Good MTB shops for spares?

Thanks/gracias in advance


----------



## ritopc (Jul 3, 2004)

Three places are the most popular in Mexico City; Desierto de los Leones on the west (on the way out to Toluca), Ajusco on the south (@ 11.5 km of Picacho-Ajusco road), and Chiluca up north.

As for shops, it all depends what are you looking for and where are you located.


----------



## Levi_501 (Apr 24, 2012)

Thanks for your response, I am located in the south of the city.

I now the Merida bike shop on Altavista and Techno bikes on Revolution.Higher end MTB parts I guess.

Does DF have any MTB riding clubs?


----------



## JackStephen (Jun 29, 2010)

Try X-Sur, they ride every sunday in the City surroundings. Great folks, your gonna have fun. Mountain Bike XSur


----------



## the last biker (Oct 12, 2005)

Levi_501 said:


> Hi, my bike has just arrived, thus I can get back in the saddle!
> 
> Can anyone point me in the direction of good MTBing in and around Mexico DF
> Local riding clubs?
> ...


---------------------------------------------------------------------------------------------------------------------------------

Hi Levi_501,

Well, I don´t live in Mexico City, I live in Puebla a beautiful city 120 km east of DF I would say pretty close, whenever you want to come here just send a pm , email or a call and we will gladly invite you to a good ride.

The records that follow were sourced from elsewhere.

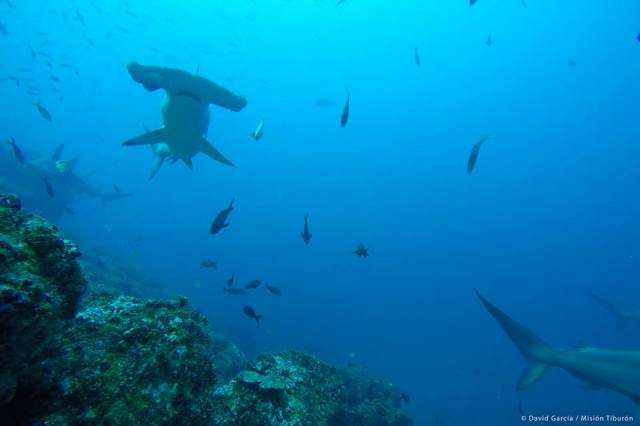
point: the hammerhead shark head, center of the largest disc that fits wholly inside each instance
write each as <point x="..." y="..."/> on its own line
<point x="623" y="316"/>
<point x="616" y="370"/>
<point x="185" y="113"/>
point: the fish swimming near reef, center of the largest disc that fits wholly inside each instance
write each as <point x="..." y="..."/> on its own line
<point x="185" y="111"/>
<point x="253" y="284"/>
<point x="306" y="235"/>
<point x="17" y="152"/>
<point x="219" y="222"/>
<point x="344" y="119"/>
<point x="623" y="316"/>
<point x="361" y="251"/>
<point x="48" y="187"/>
<point x="473" y="156"/>
<point x="259" y="131"/>
<point x="209" y="264"/>
<point x="251" y="313"/>
<point x="616" y="370"/>
<point x="43" y="111"/>
<point x="273" y="290"/>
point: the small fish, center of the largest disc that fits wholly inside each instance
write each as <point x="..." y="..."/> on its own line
<point x="251" y="313"/>
<point x="345" y="112"/>
<point x="257" y="134"/>
<point x="273" y="290"/>
<point x="253" y="284"/>
<point x="48" y="187"/>
<point x="63" y="166"/>
<point x="43" y="112"/>
<point x="209" y="264"/>
<point x="361" y="251"/>
<point x="219" y="221"/>
<point x="230" y="281"/>
<point x="473" y="157"/>
<point x="306" y="235"/>
<point x="17" y="151"/>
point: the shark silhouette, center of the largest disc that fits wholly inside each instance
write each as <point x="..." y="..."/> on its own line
<point x="616" y="370"/>
<point x="185" y="113"/>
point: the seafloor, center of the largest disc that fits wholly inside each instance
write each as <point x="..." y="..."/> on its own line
<point x="80" y="345"/>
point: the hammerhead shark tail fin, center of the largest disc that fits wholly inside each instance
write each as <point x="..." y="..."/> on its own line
<point x="533" y="348"/>
<point x="147" y="138"/>
<point x="207" y="149"/>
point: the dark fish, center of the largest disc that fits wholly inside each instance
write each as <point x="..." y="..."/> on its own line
<point x="473" y="157"/>
<point x="48" y="187"/>
<point x="345" y="112"/>
<point x="306" y="235"/>
<point x="220" y="219"/>
<point x="273" y="290"/>
<point x="253" y="284"/>
<point x="209" y="264"/>
<point x="251" y="313"/>
<point x="43" y="112"/>
<point x="17" y="151"/>
<point x="361" y="251"/>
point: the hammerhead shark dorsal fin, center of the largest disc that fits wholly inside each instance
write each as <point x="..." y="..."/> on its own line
<point x="155" y="168"/>
<point x="57" y="154"/>
<point x="207" y="149"/>
<point x="147" y="138"/>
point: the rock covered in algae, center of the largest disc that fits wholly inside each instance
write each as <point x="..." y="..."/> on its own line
<point x="284" y="389"/>
<point x="40" y="289"/>
<point x="133" y="360"/>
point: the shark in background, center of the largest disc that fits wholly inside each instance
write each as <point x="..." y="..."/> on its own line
<point x="623" y="316"/>
<point x="26" y="181"/>
<point x="185" y="114"/>
<point x="616" y="370"/>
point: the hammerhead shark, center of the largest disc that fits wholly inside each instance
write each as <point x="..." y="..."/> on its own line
<point x="616" y="370"/>
<point x="623" y="316"/>
<point x="185" y="113"/>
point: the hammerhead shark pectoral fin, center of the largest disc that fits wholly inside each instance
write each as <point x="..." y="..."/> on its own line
<point x="531" y="374"/>
<point x="148" y="138"/>
<point x="157" y="164"/>
<point x="207" y="149"/>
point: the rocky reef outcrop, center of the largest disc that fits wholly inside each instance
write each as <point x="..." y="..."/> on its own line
<point x="76" y="352"/>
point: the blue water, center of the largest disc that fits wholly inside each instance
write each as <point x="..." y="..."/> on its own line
<point x="551" y="209"/>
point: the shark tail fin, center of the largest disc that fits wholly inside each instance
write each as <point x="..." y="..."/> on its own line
<point x="57" y="154"/>
<point x="207" y="149"/>
<point x="148" y="138"/>
<point x="533" y="348"/>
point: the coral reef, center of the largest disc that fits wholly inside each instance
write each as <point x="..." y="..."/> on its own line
<point x="73" y="352"/>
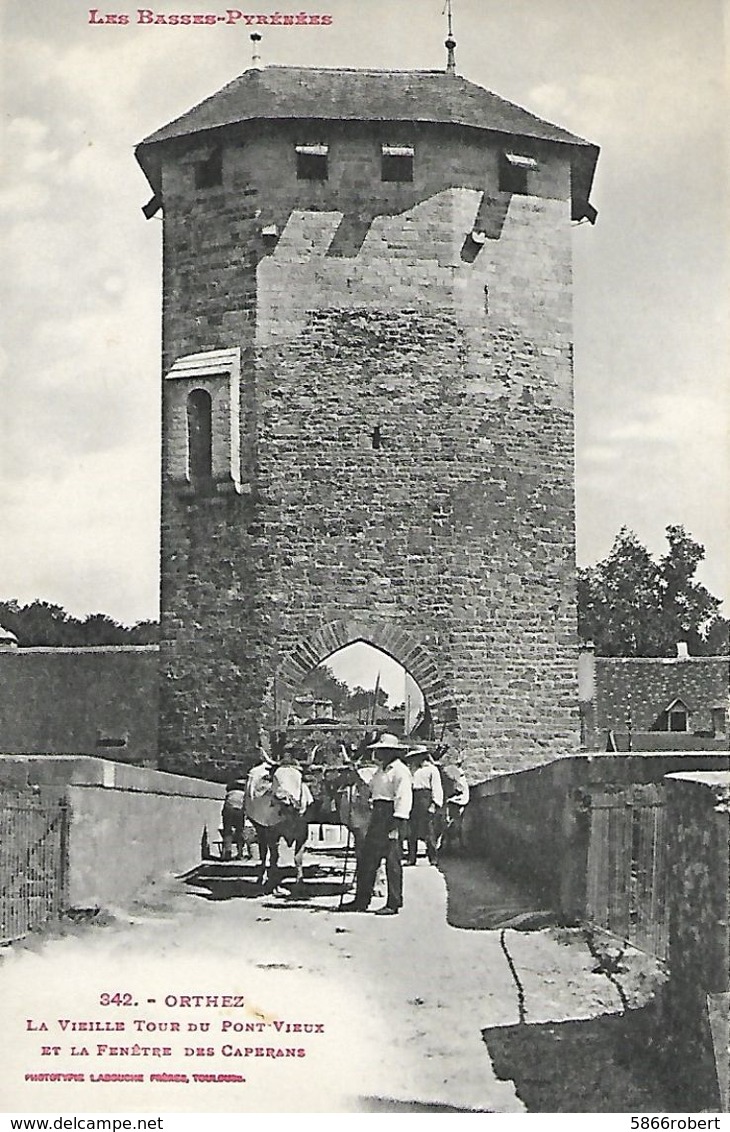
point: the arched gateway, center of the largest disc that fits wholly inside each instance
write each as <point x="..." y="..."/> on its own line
<point x="367" y="403"/>
<point x="419" y="657"/>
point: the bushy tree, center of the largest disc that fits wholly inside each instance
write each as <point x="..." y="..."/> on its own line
<point x="632" y="606"/>
<point x="42" y="623"/>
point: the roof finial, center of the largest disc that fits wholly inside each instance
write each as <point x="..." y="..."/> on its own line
<point x="256" y="59"/>
<point x="449" y="42"/>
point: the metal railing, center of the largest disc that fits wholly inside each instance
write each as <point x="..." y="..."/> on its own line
<point x="33" y="862"/>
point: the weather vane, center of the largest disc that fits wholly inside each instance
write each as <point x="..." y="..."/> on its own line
<point x="449" y="42"/>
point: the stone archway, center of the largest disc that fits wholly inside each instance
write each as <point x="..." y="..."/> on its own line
<point x="417" y="653"/>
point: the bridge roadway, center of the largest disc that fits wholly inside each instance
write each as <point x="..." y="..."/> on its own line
<point x="393" y="1013"/>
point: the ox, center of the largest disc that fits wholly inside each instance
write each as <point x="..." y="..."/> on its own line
<point x="282" y="807"/>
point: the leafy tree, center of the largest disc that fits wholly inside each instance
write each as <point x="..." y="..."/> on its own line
<point x="324" y="685"/>
<point x="41" y="623"/>
<point x="632" y="606"/>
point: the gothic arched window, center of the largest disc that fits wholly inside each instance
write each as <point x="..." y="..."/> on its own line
<point x="199" y="436"/>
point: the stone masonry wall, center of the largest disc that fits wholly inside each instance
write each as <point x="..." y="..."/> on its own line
<point x="452" y="543"/>
<point x="698" y="899"/>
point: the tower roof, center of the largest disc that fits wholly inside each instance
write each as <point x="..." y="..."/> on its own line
<point x="341" y="94"/>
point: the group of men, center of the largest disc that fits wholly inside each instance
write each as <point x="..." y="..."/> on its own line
<point x="408" y="805"/>
<point x="406" y="796"/>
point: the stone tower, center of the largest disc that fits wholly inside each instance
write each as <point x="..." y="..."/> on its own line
<point x="368" y="404"/>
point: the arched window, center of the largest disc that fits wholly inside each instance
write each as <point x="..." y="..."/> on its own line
<point x="199" y="436"/>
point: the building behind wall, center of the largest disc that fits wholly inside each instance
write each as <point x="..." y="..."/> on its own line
<point x="96" y="701"/>
<point x="368" y="404"/>
<point x="654" y="703"/>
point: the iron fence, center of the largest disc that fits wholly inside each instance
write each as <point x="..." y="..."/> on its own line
<point x="33" y="862"/>
<point x="626" y="873"/>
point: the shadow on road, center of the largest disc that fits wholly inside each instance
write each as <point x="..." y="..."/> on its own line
<point x="607" y="1064"/>
<point x="235" y="880"/>
<point x="482" y="899"/>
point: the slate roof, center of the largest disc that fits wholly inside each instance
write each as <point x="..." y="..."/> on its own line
<point x="341" y="94"/>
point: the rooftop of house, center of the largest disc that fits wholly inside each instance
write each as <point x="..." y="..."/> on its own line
<point x="342" y="94"/>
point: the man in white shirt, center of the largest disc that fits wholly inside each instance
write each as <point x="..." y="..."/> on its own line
<point x="392" y="797"/>
<point x="428" y="799"/>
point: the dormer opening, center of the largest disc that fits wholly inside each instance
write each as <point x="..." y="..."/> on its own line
<point x="208" y="172"/>
<point x="312" y="162"/>
<point x="514" y="172"/>
<point x="396" y="162"/>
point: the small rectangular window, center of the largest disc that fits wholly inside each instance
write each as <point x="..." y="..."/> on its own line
<point x="513" y="172"/>
<point x="396" y="162"/>
<point x="312" y="162"/>
<point x="209" y="172"/>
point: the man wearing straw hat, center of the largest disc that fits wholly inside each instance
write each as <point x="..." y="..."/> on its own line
<point x="392" y="796"/>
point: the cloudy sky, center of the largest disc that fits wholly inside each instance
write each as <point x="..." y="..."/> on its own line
<point x="79" y="420"/>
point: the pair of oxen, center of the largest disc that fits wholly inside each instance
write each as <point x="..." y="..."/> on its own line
<point x="285" y="806"/>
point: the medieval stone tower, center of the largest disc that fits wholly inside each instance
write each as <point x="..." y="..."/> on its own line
<point x="367" y="404"/>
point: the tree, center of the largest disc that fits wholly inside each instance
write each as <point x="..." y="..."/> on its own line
<point x="630" y="606"/>
<point x="324" y="685"/>
<point x="41" y="623"/>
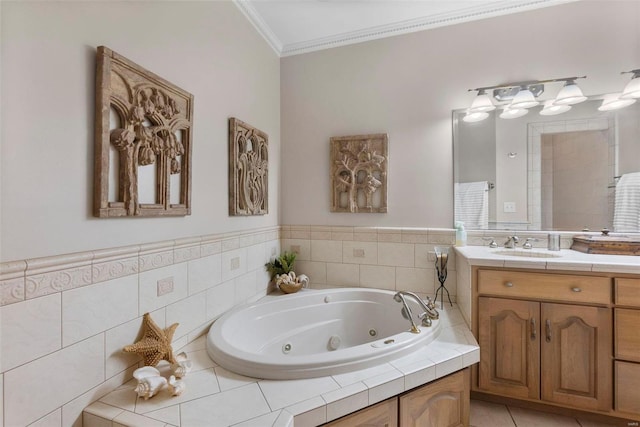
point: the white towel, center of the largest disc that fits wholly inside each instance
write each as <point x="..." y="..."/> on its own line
<point x="472" y="204"/>
<point x="626" y="213"/>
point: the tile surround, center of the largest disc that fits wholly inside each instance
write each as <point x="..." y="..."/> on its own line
<point x="305" y="402"/>
<point x="198" y="264"/>
<point x="75" y="312"/>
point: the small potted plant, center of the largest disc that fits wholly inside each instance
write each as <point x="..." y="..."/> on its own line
<point x="281" y="270"/>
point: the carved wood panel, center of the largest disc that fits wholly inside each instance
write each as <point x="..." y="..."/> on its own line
<point x="153" y="130"/>
<point x="248" y="169"/>
<point x="359" y="173"/>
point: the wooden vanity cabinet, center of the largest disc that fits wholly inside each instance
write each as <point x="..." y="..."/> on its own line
<point x="627" y="346"/>
<point x="442" y="403"/>
<point x="548" y="351"/>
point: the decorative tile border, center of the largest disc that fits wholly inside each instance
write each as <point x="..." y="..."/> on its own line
<point x="32" y="278"/>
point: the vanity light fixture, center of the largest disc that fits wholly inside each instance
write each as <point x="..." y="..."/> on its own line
<point x="632" y="89"/>
<point x="570" y="94"/>
<point x="550" y="109"/>
<point x="523" y="95"/>
<point x="614" y="101"/>
<point x="523" y="99"/>
<point x="472" y="117"/>
<point x="482" y="103"/>
<point x="513" y="113"/>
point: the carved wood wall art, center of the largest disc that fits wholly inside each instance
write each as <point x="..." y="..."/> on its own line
<point x="359" y="173"/>
<point x="248" y="169"/>
<point x="154" y="130"/>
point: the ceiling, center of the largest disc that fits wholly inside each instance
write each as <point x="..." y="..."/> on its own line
<point x="292" y="27"/>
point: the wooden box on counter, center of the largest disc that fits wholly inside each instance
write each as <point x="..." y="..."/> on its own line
<point x="610" y="245"/>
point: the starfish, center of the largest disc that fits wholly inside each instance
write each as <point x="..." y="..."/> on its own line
<point x="155" y="344"/>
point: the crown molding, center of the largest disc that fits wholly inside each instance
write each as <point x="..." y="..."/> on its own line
<point x="263" y="29"/>
<point x="503" y="7"/>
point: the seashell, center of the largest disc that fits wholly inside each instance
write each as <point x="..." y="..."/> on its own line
<point x="182" y="367"/>
<point x="149" y="386"/>
<point x="176" y="387"/>
<point x="304" y="279"/>
<point x="144" y="372"/>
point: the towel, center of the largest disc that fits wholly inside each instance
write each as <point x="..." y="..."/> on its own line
<point x="472" y="204"/>
<point x="626" y="211"/>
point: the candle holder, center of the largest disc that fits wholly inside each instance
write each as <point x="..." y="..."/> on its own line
<point x="442" y="256"/>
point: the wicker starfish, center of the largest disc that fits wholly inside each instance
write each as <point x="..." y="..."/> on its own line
<point x="155" y="344"/>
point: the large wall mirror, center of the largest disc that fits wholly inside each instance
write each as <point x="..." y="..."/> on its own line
<point x="546" y="172"/>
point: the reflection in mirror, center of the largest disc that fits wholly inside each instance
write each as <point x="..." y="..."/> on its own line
<point x="566" y="172"/>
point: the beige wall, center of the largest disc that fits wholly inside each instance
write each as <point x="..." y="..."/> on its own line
<point x="408" y="85"/>
<point x="48" y="67"/>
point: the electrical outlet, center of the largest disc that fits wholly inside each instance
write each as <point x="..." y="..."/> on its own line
<point x="509" y="207"/>
<point x="165" y="286"/>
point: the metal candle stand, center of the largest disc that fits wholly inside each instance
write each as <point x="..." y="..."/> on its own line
<point x="442" y="256"/>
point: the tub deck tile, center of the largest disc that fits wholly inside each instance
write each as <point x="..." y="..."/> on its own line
<point x="215" y="395"/>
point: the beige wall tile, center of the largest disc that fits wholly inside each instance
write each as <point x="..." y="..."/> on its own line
<point x="256" y="256"/>
<point x="234" y="263"/>
<point x="360" y="253"/>
<point x="93" y="309"/>
<point x="317" y="271"/>
<point x="326" y="251"/>
<point x="396" y="254"/>
<point x="148" y="283"/>
<point x="343" y="274"/>
<point x="204" y="273"/>
<point x="415" y="280"/>
<point x="302" y="247"/>
<point x="220" y="299"/>
<point x="45" y="384"/>
<point x="30" y="329"/>
<point x="12" y="291"/>
<point x="373" y="276"/>
<point x="190" y="313"/>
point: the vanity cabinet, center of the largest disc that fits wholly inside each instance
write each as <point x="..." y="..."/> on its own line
<point x="545" y="337"/>
<point x="627" y="345"/>
<point x="444" y="402"/>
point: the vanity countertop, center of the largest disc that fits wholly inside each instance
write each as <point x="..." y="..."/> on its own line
<point x="215" y="397"/>
<point x="565" y="259"/>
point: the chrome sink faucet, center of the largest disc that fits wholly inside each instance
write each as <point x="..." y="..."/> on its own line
<point x="429" y="308"/>
<point x="512" y="242"/>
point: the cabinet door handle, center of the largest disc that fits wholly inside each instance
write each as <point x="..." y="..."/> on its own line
<point x="548" y="327"/>
<point x="533" y="329"/>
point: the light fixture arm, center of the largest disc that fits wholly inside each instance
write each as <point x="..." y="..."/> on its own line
<point x="531" y="82"/>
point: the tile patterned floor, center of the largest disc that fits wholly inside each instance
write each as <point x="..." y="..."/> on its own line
<point x="485" y="414"/>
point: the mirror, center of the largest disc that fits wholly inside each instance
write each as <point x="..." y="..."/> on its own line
<point x="547" y="172"/>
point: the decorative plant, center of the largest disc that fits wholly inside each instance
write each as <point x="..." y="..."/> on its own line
<point x="281" y="265"/>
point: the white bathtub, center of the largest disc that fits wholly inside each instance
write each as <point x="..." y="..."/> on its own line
<point x="315" y="333"/>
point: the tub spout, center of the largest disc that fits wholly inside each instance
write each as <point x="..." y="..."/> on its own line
<point x="399" y="297"/>
<point x="429" y="308"/>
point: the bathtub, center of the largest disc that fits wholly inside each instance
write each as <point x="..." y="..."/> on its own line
<point x="315" y="333"/>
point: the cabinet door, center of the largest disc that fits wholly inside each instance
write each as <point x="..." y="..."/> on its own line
<point x="509" y="338"/>
<point x="577" y="356"/>
<point x="383" y="414"/>
<point x="443" y="403"/>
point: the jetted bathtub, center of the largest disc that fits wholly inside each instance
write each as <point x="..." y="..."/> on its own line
<point x="315" y="333"/>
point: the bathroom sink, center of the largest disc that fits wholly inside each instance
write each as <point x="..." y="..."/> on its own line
<point x="527" y="253"/>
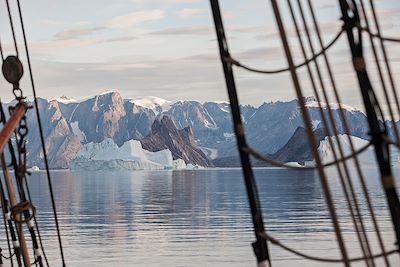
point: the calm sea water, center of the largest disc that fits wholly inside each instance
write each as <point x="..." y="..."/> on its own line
<point x="193" y="218"/>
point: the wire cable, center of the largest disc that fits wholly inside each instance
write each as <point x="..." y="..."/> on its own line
<point x="313" y="58"/>
<point x="42" y="137"/>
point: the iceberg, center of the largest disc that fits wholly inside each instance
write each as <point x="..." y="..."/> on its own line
<point x="326" y="153"/>
<point x="130" y="156"/>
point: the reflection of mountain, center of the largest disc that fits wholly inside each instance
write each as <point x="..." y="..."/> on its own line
<point x="203" y="213"/>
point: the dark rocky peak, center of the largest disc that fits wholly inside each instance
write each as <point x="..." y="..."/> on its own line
<point x="106" y="101"/>
<point x="298" y="148"/>
<point x="165" y="135"/>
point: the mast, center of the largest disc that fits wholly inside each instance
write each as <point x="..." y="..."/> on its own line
<point x="373" y="110"/>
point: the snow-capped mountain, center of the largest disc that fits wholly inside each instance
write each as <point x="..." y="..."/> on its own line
<point x="106" y="155"/>
<point x="70" y="124"/>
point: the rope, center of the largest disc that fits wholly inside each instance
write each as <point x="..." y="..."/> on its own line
<point x="8" y="257"/>
<point x="356" y="161"/>
<point x="1" y="51"/>
<point x="387" y="64"/>
<point x="12" y="28"/>
<point x="275" y="163"/>
<point x="377" y="35"/>
<point x="41" y="137"/>
<point x="306" y="62"/>
<point x="260" y="246"/>
<point x="379" y="68"/>
<point x="315" y="258"/>
<point x="310" y="134"/>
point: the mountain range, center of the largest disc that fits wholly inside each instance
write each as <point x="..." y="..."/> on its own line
<point x="199" y="133"/>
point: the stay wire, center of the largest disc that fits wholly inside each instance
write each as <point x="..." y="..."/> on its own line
<point x="321" y="259"/>
<point x="347" y="130"/>
<point x="345" y="179"/>
<point x="353" y="48"/>
<point x="307" y="61"/>
<point x="378" y="36"/>
<point x="3" y="204"/>
<point x="42" y="137"/>
<point x="381" y="77"/>
<point x="4" y="209"/>
<point x="1" y="51"/>
<point x="385" y="56"/>
<point x="12" y="27"/>
<point x="307" y="122"/>
<point x="36" y="224"/>
<point x="275" y="163"/>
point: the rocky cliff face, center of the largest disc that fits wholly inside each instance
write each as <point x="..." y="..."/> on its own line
<point x="69" y="124"/>
<point x="165" y="135"/>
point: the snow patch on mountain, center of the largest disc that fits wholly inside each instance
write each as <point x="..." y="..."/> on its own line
<point x="77" y="131"/>
<point x="154" y="103"/>
<point x="312" y="103"/>
<point x="130" y="156"/>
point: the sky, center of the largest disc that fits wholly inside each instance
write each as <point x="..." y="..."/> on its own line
<point x="168" y="48"/>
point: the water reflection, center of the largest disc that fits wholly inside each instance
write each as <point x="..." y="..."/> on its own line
<point x="189" y="218"/>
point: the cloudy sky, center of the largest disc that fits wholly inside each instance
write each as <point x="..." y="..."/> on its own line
<point x="167" y="48"/>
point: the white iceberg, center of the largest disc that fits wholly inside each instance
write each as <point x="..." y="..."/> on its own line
<point x="130" y="156"/>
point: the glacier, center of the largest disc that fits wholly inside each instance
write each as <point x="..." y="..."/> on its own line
<point x="326" y="154"/>
<point x="130" y="156"/>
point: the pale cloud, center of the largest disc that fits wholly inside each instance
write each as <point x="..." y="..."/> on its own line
<point x="134" y="18"/>
<point x="121" y="39"/>
<point x="196" y="30"/>
<point x="191" y="12"/>
<point x="76" y="33"/>
<point x="49" y="22"/>
<point x="165" y="1"/>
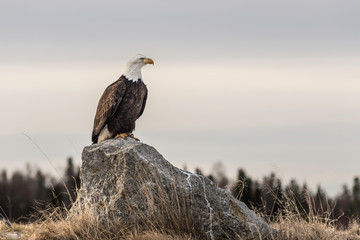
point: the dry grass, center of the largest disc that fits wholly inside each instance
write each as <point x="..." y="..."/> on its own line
<point x="172" y="222"/>
<point x="55" y="225"/>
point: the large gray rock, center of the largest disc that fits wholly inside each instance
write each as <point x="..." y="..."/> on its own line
<point x="132" y="182"/>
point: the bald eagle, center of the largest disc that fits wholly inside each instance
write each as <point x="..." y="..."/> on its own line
<point x="122" y="103"/>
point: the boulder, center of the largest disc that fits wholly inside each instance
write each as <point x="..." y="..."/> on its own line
<point x="133" y="183"/>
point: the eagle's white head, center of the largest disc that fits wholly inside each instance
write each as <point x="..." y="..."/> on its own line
<point x="133" y="67"/>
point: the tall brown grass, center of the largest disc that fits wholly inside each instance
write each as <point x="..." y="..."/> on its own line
<point x="171" y="220"/>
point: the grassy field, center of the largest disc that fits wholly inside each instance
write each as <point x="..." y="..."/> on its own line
<point x="54" y="224"/>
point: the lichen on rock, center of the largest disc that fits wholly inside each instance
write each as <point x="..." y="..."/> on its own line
<point x="132" y="182"/>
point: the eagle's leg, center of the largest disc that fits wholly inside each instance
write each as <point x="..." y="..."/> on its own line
<point x="132" y="136"/>
<point x="124" y="135"/>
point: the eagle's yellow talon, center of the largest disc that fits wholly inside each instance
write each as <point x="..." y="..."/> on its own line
<point x="124" y="135"/>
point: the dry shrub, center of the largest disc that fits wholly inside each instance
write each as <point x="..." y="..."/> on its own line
<point x="295" y="224"/>
<point x="167" y="216"/>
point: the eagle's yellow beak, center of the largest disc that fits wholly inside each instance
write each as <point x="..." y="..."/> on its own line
<point x="148" y="61"/>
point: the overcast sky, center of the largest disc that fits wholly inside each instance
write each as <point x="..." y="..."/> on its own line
<point x="262" y="85"/>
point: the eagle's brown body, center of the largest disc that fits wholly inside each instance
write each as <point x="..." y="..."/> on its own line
<point x="121" y="104"/>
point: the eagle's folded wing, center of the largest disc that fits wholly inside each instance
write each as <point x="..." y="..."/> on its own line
<point x="107" y="106"/>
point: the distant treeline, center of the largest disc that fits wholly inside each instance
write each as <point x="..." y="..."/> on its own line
<point x="25" y="193"/>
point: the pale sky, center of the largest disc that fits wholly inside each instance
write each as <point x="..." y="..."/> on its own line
<point x="265" y="86"/>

Around the city and within the state we have all kinds of environment for mountain biking as mountains, volcanoes, deserts, cloud forests, places with high humidity and rain as you understand , places dry and hot, can climb to the cold in the Popocatepetl , Malinche and Pico de Orizaba , fortunately for mountain biking we have almost everything .

We also have very good mtb shops.

Best Regards.
the last biker


----------